Coronavirus Pathogenicity Clues Uncovered Using Machine-Learning Approach

Source: genomeweb.com

NEW YORK – A team from the National Library of Medicine, Broad Institute, and Massachusetts Institute of Technology has started tallying the genetic features that distinguish pathogenic coronaviruses — particularly the SARS-CoV-2 virus behind the ongoing COVID-19 pandemic and the Middle Eastern respiratory syndrome-causing MERS-CoV — from less dangerous coronaviruses.

“We were able to identify several features that are not found in less virulent coronaviruses and that could be relevant for pathogenicity in humans. The actual demonstration of the relevance of these findings will come from direct experiments that are currently getting under way,” senior author Eugene Koonin, a biotechnology information researcher at the National Library of Medicine, said in a statement.

For a paper published in the Proceedings of the National Academy of Sciences on Wednesday, the researchers relied on comparative genomics, phylogenetic analyses, and support vector-based machine learning to narrow in on suspicious features shared by the SARS-CoV-2 and MERS-CoV coronaviruses, which they classified as viruses with “high case fatality rate” (high-CFR) coronaviruses. They noted that the machine-learning strategy selected made it possible to pick up differences between these high-CFR viruses and “low-CFR” human coronaviruses that might be missed with genome alignment-based comparisons alone.

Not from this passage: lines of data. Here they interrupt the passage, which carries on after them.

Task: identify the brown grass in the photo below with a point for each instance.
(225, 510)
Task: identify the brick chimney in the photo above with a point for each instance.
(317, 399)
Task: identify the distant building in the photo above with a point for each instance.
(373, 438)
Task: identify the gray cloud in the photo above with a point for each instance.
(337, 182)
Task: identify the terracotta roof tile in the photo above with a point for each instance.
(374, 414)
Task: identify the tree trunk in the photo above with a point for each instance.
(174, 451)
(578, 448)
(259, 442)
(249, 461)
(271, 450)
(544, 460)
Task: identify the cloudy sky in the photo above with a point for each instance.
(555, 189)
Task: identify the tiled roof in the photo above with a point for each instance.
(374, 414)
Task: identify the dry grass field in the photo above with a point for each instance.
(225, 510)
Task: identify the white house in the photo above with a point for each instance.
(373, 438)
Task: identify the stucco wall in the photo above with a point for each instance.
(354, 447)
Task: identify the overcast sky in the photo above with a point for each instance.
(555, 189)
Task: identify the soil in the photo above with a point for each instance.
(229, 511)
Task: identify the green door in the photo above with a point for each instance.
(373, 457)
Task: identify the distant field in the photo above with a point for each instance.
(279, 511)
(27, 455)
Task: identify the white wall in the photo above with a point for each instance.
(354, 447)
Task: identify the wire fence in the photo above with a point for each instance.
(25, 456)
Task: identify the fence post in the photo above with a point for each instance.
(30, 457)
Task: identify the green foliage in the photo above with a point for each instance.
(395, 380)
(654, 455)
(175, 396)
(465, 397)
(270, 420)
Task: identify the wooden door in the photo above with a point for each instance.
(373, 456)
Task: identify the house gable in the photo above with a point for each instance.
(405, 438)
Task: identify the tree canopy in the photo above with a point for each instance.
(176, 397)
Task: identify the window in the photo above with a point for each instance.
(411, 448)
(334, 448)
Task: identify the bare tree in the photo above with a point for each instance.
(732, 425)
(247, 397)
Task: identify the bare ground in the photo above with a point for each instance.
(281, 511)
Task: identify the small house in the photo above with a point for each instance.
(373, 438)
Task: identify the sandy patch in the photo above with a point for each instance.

“[W]e trained multiple support vector machines across a sliding window to detect regions that confer clean separation between high- and low-CFR virus genomes,” the authors explained. “We evaluated the performance of each [support vector machine] via cross-validation and filtered for genomic regions that significantly distinguish the high- and low-CFR genomes.”

Based on analyses of more than 900 available coronavirus genomes, the team uncovered 11 seemingly distinct sites in the high-CFR SARS-CoV-2 and MERS-CoV genomes, including sequences coding for the nucleocapsid protein and the spike glycoprotein that interacts with host cell receptors.

When they took a closer look at these changes, the researchers saw signs that the high-CFR viruses produce a version of the nucleocapsid protein with an enhanced nuclear localization signal, while the spike protein for the potentially deadly SARS and MERS coronaviruses shared insertions not found in more mild-mannered, low-CFR coronaviruses.

“The enhancement of the NLS in the high-CFR coronaviruses nucleocapsids implies an important role of the sub-cellular localization of the nucleocapsid protein in coronavirus pathogenicity,” the authors suggested, adding that “insertions in the spike protein appear to have been acquired independently by the SARs and MERS clades of the high-CFR coronaviruses, in both the domain involved in virus-cell fusion and the domain mediating receptor recognition.”

While functional studies are needed to dig into the potential connections identified in their new analysis, the authors suggested that the features found so far “could be crucial contributors to coronavirus pathogenicity and possible targets for diagnostics, prognostication, and interventions.”

“These features correlate with the high fatality rate of these coronaviruses as well as their ability to switch hosts from animals to humans,” Koonin and co-authors explained. “The identified features could represent crucial elements of coronavirus virulence and allow for detecting animal coronaviruses that have the potential to make the jump to humans in the future.”